There’s an ugly side to Maine harness racing” (Jan. 31) was one-sided. The number of violations demonstrate that Maine harness racing is monitoring, regulating and fining owners and trainers for rule violations of prohibited substances, whipping and kicking. It did not include any interviews with standardbred owners or trainers to verify that, fortunately, racing rules and testing are much stricter than decades ago.

What does Horseracing Wrongs founder Patrick Battuello know about training or weaning standardbred horses, i.e. they are “thrust” into intensive training at 18 months and “torn” from their mothers?

Did the writers visit any barn or stable to see how well these horses are cared for 24/7? They do not perform well if not well cared for, just like draft, show, and other equines that compete for ribbons and prize or purse money.

It is unfair to focus only on harness racing. Visit a standardbred barn with owners, trainers or caretakers before labeling harness racing “ugly.”

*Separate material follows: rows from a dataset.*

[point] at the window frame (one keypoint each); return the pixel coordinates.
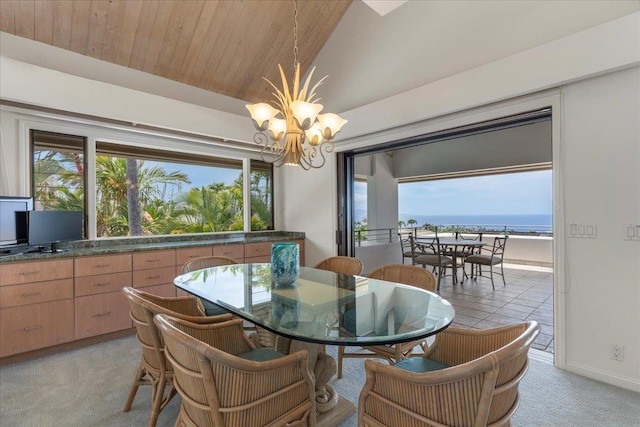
(95, 129)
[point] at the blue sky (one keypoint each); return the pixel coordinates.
(199, 175)
(513, 194)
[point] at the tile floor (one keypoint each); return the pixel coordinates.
(527, 295)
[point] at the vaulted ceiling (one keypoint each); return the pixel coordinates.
(223, 46)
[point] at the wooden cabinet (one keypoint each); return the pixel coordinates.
(36, 271)
(49, 302)
(187, 254)
(100, 305)
(155, 268)
(36, 305)
(257, 252)
(33, 293)
(34, 326)
(100, 314)
(102, 264)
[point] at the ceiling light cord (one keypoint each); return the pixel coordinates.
(294, 133)
(295, 35)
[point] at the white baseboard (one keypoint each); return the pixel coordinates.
(632, 384)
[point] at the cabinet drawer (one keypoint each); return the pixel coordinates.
(187, 254)
(161, 290)
(32, 293)
(156, 276)
(36, 271)
(35, 326)
(93, 265)
(101, 284)
(154, 259)
(101, 314)
(252, 250)
(266, 258)
(232, 251)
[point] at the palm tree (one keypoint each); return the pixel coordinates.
(113, 192)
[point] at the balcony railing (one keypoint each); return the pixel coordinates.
(390, 235)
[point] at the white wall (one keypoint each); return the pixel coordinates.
(595, 175)
(601, 141)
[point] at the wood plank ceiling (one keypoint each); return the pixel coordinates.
(224, 46)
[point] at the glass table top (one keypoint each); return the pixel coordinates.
(322, 306)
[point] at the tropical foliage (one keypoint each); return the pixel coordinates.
(133, 198)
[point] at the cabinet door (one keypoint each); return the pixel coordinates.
(162, 290)
(257, 250)
(156, 276)
(231, 251)
(154, 259)
(33, 293)
(102, 284)
(16, 273)
(102, 264)
(100, 314)
(35, 326)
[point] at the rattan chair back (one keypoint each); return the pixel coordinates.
(154, 369)
(220, 388)
(341, 264)
(480, 388)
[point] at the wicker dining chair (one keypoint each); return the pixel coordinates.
(154, 370)
(398, 273)
(224, 381)
(341, 264)
(206, 262)
(466, 378)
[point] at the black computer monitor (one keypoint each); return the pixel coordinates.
(48, 228)
(13, 231)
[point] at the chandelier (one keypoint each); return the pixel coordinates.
(295, 133)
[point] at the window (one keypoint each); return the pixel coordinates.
(58, 171)
(261, 196)
(144, 191)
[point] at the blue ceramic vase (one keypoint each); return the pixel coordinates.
(285, 263)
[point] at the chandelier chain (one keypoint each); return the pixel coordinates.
(295, 35)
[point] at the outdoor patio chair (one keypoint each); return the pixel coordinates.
(432, 256)
(489, 257)
(466, 378)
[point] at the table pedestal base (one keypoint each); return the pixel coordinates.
(343, 410)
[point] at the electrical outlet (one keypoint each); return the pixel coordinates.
(617, 352)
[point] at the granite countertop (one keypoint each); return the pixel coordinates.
(137, 244)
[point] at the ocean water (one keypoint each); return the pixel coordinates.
(515, 222)
(522, 223)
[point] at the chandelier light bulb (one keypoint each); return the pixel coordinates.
(305, 113)
(277, 129)
(314, 135)
(262, 114)
(330, 124)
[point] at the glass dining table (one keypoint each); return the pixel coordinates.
(322, 308)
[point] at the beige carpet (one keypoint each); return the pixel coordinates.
(88, 387)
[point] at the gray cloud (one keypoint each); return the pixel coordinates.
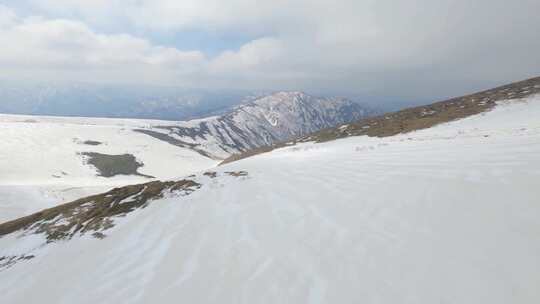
(410, 49)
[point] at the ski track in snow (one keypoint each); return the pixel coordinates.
(31, 181)
(443, 215)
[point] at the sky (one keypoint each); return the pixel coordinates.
(378, 48)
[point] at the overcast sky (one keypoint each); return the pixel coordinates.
(407, 49)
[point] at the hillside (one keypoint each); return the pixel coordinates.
(262, 122)
(412, 119)
(445, 213)
(80, 156)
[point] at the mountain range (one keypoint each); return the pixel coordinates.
(432, 204)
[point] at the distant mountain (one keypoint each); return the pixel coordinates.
(414, 118)
(261, 122)
(115, 101)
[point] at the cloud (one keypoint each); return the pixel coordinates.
(414, 49)
(66, 48)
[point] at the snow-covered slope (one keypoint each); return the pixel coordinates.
(262, 122)
(42, 162)
(47, 160)
(447, 214)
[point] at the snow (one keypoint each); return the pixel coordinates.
(443, 215)
(31, 181)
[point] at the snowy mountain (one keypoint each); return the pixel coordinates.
(264, 121)
(116, 101)
(439, 207)
(83, 156)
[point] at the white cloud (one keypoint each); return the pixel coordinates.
(410, 48)
(66, 48)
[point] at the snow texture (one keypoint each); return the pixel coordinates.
(443, 215)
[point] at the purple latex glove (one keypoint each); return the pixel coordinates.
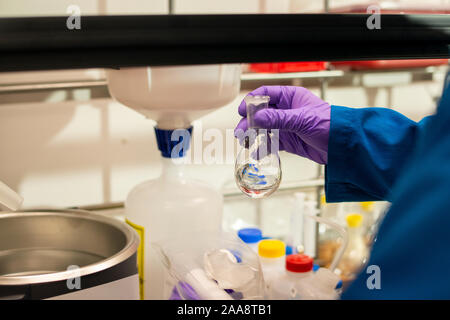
(302, 117)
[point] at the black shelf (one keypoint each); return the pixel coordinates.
(117, 41)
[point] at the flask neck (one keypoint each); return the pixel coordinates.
(172, 169)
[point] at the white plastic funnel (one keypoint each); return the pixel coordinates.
(175, 96)
(9, 198)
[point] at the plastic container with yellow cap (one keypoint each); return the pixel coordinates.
(272, 255)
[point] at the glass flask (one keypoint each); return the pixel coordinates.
(258, 167)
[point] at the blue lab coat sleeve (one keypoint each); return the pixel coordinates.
(367, 150)
(410, 258)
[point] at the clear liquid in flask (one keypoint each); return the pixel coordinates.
(257, 182)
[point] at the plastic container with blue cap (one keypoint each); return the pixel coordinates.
(171, 207)
(251, 236)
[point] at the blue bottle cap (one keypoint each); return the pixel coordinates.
(250, 235)
(173, 143)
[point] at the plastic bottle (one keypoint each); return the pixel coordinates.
(298, 268)
(251, 236)
(169, 207)
(295, 238)
(272, 255)
(357, 251)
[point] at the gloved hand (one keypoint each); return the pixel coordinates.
(302, 118)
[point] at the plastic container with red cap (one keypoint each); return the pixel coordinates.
(299, 269)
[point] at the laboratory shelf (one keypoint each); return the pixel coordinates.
(245, 77)
(45, 43)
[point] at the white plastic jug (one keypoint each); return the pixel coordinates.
(169, 208)
(9, 198)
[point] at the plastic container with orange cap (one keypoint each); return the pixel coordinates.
(272, 254)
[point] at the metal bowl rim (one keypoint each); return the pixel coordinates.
(132, 243)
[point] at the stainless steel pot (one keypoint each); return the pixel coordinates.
(69, 254)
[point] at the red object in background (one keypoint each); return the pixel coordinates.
(389, 64)
(279, 67)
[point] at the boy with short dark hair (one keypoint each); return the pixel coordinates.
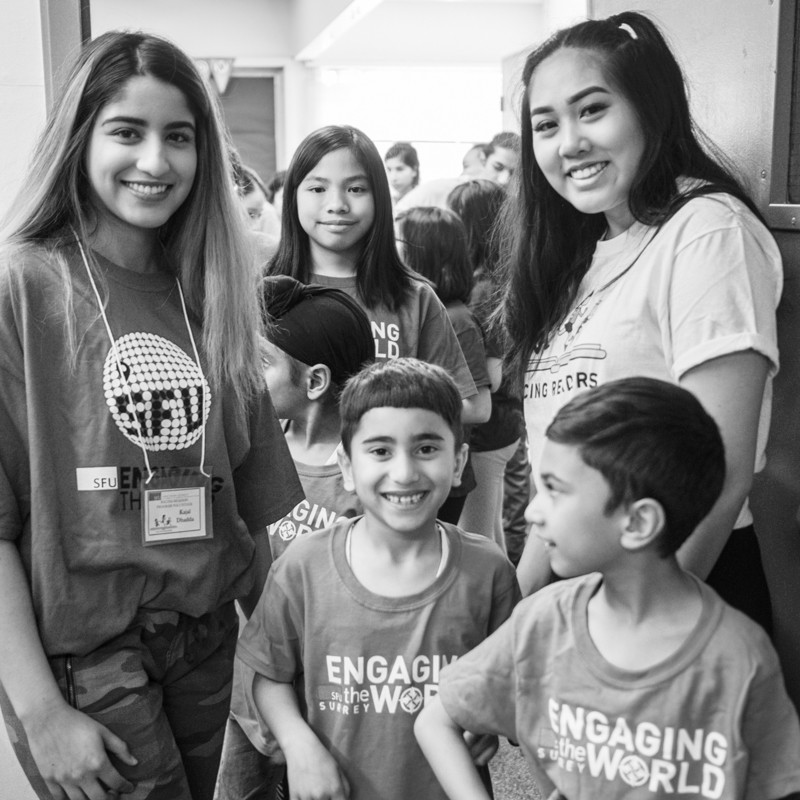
(356, 621)
(636, 679)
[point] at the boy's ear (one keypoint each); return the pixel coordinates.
(643, 523)
(318, 381)
(347, 469)
(461, 462)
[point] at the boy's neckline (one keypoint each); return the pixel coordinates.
(687, 652)
(446, 555)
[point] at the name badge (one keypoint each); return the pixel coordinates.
(177, 508)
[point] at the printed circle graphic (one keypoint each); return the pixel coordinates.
(287, 530)
(634, 771)
(411, 700)
(155, 392)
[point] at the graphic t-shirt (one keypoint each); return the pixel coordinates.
(72, 467)
(711, 721)
(326, 502)
(363, 665)
(420, 329)
(705, 285)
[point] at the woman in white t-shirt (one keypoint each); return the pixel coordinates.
(632, 251)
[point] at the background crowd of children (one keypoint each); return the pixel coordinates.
(311, 403)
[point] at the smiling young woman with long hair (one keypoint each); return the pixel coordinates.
(131, 394)
(631, 249)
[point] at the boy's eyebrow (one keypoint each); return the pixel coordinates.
(361, 176)
(551, 476)
(143, 123)
(571, 100)
(417, 438)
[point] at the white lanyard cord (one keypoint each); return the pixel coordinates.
(124, 380)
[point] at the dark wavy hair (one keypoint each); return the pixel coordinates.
(381, 276)
(548, 244)
(435, 246)
(478, 203)
(400, 383)
(648, 438)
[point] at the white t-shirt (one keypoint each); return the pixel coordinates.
(658, 304)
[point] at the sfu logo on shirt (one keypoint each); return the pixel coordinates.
(666, 760)
(380, 685)
(303, 519)
(157, 395)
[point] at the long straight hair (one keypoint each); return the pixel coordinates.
(205, 240)
(381, 277)
(547, 243)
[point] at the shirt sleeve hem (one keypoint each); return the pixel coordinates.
(724, 346)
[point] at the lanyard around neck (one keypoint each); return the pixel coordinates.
(121, 371)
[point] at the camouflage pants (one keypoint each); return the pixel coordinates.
(164, 688)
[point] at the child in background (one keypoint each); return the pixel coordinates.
(275, 191)
(636, 673)
(402, 168)
(434, 244)
(317, 339)
(130, 395)
(356, 621)
(493, 444)
(260, 211)
(338, 232)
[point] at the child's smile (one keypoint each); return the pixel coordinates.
(402, 464)
(335, 206)
(569, 513)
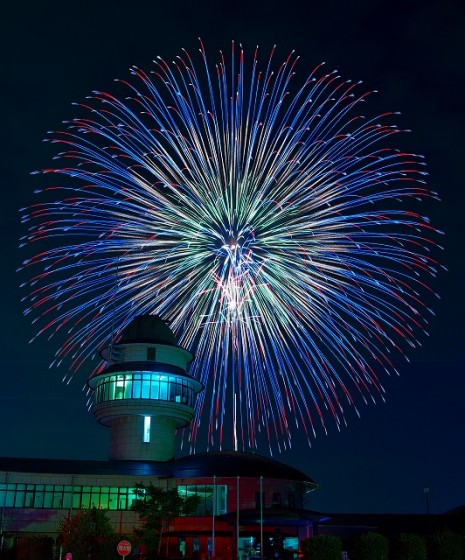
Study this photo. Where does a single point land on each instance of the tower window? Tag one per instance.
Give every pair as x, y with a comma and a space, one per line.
147, 421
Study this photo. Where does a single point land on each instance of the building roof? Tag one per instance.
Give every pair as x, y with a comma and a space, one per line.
220, 464
147, 328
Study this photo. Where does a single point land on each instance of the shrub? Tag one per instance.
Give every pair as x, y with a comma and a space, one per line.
370, 546
36, 547
445, 545
408, 546
322, 547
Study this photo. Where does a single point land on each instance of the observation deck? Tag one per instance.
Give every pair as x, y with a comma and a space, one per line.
145, 393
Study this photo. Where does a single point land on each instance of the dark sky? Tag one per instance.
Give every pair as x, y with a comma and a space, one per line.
412, 51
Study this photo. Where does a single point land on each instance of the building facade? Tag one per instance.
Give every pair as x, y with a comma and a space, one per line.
249, 505
247, 502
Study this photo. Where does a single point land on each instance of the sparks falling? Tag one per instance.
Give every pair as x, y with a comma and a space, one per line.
266, 220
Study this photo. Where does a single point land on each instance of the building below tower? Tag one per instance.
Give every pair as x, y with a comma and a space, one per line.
247, 502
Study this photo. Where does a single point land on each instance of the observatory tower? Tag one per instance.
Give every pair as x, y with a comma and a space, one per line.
145, 393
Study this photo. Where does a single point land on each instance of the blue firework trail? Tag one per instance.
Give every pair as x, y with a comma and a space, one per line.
267, 221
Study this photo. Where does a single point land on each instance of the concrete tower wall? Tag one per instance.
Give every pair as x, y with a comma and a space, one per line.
126, 441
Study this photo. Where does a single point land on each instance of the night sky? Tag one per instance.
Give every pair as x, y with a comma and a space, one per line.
413, 53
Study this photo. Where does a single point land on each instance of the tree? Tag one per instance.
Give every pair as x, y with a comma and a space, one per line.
408, 546
38, 547
157, 508
322, 547
88, 534
370, 546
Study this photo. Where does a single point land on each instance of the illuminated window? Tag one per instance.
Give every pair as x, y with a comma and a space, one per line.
147, 422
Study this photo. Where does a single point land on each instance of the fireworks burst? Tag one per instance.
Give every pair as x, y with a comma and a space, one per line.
263, 219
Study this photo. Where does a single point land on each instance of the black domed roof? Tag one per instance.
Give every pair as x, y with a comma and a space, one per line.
148, 328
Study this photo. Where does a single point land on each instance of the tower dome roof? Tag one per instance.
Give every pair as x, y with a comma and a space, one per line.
147, 328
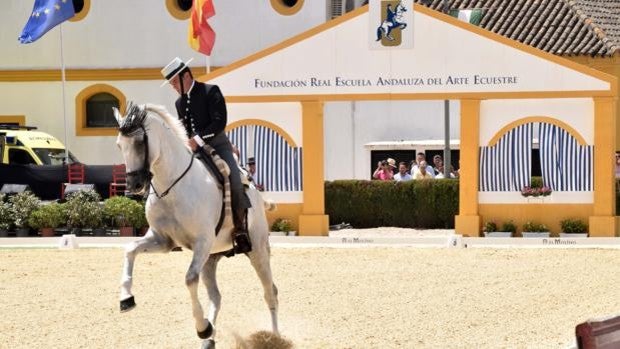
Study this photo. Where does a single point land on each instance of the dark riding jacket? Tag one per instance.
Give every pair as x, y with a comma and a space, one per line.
203, 112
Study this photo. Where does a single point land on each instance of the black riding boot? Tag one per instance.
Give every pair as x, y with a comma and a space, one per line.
241, 238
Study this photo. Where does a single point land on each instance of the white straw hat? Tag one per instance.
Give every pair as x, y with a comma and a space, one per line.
173, 69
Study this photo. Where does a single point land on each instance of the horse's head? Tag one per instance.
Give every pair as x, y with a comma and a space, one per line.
134, 144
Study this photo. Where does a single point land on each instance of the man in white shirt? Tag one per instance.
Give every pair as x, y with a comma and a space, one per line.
402, 174
416, 167
423, 173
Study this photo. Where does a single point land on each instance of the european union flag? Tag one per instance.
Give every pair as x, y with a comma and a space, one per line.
46, 14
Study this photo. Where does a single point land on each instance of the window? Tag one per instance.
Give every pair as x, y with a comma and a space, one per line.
93, 114
81, 8
20, 156
287, 7
99, 110
179, 9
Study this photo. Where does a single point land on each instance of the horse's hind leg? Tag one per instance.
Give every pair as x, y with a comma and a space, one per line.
201, 254
150, 243
259, 257
210, 281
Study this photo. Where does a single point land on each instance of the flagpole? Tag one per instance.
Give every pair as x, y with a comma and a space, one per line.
64, 104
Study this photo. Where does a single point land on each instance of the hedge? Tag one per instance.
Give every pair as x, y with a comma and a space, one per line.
430, 204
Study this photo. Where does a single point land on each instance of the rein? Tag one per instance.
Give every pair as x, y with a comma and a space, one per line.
146, 169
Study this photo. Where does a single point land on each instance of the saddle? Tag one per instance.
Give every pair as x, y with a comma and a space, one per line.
221, 171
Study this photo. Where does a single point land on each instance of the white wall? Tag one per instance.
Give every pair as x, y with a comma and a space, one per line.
41, 103
118, 34
142, 33
348, 126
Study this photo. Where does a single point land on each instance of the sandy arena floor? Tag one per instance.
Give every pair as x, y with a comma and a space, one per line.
329, 298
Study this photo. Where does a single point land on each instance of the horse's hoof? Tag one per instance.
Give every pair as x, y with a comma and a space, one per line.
208, 344
207, 332
128, 304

Harness racing preserves open farm space and contributes millions into the Maine economy. Hay farmers, feed and grain stores, farrier and vet services, tack and horse suppliers all benefit, including the livelihood and jobs for thousands of Mainers, proving it should continue as a valuable and essential part of Maine agriculture.

Martha Holden, North Bridgton

Editor’s note: The violations data reported in this story was gathered and reported out by the Maine State Harness Racing Commission.